2011 – Laura Marling, Sophia
It turned out that this girl who was named Jasmin (spoilers) was having thoughts that paralleled mine: “Oh no, I’m too young! He’d never be interested in a younger woman like me!” So after having danced around each other awkwardly for months, we fell fiercely into dating.
Our first year together was what I call the year of discovery. The first few months were filled with almost constant realizations of how in sync we were. Given my past obliviousness I really didn’t want to screw this up or be fooled by misleading signs. Occasionally I tried to step back and think about our relationship more objectively, but the evidence seemed to support the overall right feeling. I was torn between wanting to give us time to be sure and really feeling like I already was. I questioned myself constantly, and always came back with yes. I still do.
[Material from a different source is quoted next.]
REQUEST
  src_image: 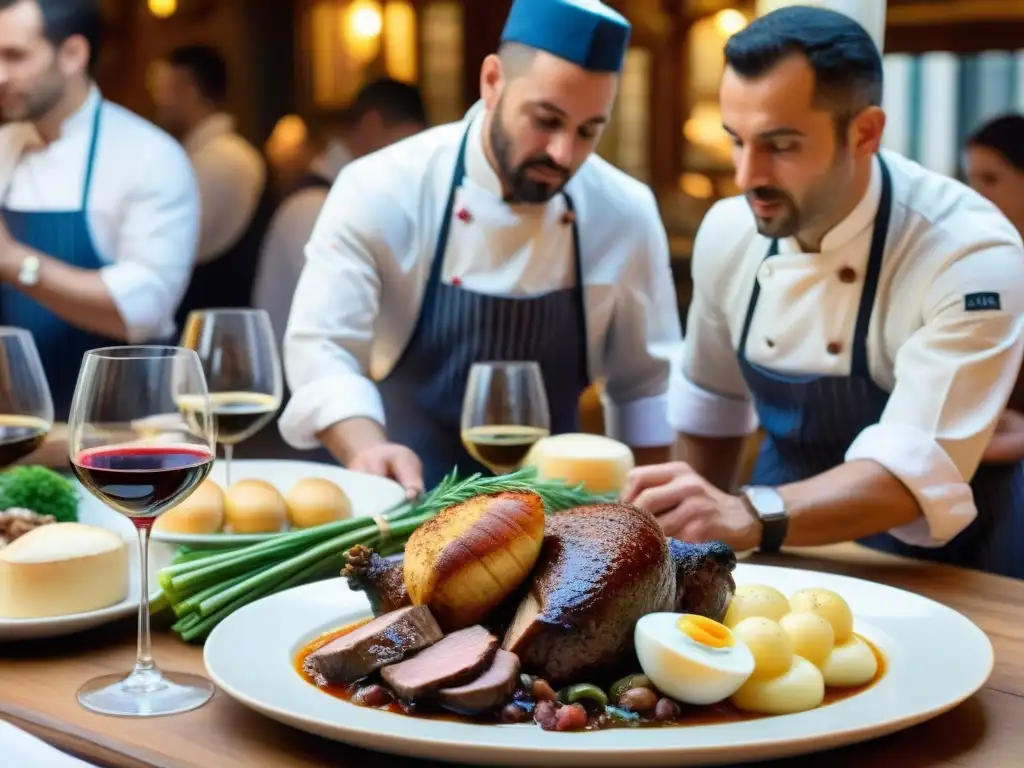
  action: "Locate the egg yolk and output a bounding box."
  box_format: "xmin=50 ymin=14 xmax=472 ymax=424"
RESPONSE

One thing I love about Jasmin is her depth. Although we definitely notice our 12 year difference in some areas of experience, she has insights into many things (including me) that I would not have thought of myself. And so to represent her, I offer Laura Marling – a musician of profound depth herself despite her very young age.
2012 – Carly Rae Jepsen w/ Jimmy Fallon & The Roots, Call Me Maybe
Note – Sorry that this one has to be just a link. The YouTube video has been taken down, and I can’t find an embeddable version anywhere.
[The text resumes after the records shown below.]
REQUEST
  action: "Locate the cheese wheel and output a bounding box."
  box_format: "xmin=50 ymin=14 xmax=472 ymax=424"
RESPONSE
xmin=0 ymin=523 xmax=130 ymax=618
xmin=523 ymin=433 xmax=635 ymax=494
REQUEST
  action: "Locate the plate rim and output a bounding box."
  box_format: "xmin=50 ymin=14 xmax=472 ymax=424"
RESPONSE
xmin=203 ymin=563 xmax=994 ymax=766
On February 29, 2012, I proposed to Jasmin in the sandbox of the playground nearby. This was because of our long-running joke about how we really weren’t different ages – we were both 5. If you haven’t heard Jasmin explain the full story yet, you should ask her in person. The voices she does are essential to the effect.
Being engaged to Jasmin has been the most joyous experience of my life. I think of this video as a good visual representation of that joy. The Roots are absolutely the classiest band on TV.
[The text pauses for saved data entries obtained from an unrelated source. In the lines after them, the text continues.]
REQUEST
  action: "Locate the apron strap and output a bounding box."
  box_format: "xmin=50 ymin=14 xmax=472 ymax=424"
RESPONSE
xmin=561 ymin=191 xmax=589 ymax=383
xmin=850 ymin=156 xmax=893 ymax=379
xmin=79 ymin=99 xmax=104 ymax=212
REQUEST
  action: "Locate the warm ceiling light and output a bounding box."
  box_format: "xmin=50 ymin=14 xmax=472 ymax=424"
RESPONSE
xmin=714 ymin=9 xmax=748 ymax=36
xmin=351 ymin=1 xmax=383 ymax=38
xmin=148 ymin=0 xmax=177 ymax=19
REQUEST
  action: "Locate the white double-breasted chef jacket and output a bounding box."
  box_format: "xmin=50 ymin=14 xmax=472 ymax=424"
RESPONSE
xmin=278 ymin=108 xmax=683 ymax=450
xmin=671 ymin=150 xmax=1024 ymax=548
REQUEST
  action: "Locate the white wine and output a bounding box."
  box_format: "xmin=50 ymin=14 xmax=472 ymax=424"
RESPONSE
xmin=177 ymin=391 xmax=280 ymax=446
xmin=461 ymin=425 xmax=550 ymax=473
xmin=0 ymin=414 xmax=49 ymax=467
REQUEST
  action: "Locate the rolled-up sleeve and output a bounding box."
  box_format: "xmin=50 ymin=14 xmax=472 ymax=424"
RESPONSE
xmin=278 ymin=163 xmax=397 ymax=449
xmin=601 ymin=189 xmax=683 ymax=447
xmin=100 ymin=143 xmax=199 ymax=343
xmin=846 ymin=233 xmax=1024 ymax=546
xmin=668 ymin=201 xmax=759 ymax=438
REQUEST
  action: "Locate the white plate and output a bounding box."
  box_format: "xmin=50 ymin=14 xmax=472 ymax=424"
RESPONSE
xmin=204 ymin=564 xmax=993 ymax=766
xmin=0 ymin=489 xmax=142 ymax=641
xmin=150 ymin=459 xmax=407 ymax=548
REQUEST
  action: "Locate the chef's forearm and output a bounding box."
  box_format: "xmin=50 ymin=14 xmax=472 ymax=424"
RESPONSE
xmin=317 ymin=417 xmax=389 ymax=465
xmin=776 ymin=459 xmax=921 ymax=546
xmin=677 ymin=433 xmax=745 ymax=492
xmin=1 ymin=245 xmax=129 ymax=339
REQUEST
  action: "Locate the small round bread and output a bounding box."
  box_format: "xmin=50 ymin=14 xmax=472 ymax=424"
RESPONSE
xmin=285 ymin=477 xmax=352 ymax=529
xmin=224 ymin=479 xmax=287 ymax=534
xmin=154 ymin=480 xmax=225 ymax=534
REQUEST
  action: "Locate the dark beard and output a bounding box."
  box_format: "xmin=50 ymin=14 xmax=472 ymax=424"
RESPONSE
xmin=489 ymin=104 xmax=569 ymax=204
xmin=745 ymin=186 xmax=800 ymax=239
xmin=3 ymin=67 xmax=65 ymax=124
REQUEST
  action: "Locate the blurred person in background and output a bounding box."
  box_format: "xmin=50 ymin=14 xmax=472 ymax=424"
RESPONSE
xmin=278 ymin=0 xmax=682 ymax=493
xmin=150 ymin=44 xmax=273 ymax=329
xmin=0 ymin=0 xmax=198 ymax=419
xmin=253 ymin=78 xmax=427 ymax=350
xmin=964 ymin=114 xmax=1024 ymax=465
Also, we took a trip that June to California (I had won the plane tickets in a raffle at Actors Gymnasium.) This song had just come out, and Jasmin had picked up the album because it was so ridiculously catchy. We blasted it out of the windows of our rental car as we drove up into the mountains out of the Sacramento valley, away from Mt. Shasta and towards the coast.
2013 – Vienna Teng, Level Up
And so we arrive at the present. It is from this place of security and comfort that I am able to push myself further – to stretch into new dreams, new risks, and new triumphs.
2013 is not the year that I became a writer. However, I have come to call it the year that I showed the world that I was a writer. With a play successfully produced and a book successfully published, I look forward to more projects and a new life path.
Today I turn 39. It has been a long and bumpy road to get to this point, but I hope that you can see how that road has shaped me and guided me to where I am now. I am happy and excited about the future, including of course my upcoming married life that will be much better than the first try. (Save-the-date announcement coming soon, but keep your eye on next fall.)
Thank you for your patience and kindness throughout this project. I know it has been sometimes sad, strange, or frustrating, but that is indeed my life. There are many things I would change about it if I could, but since I can’t do that I will simply accept and move on. Not just to live…to level up.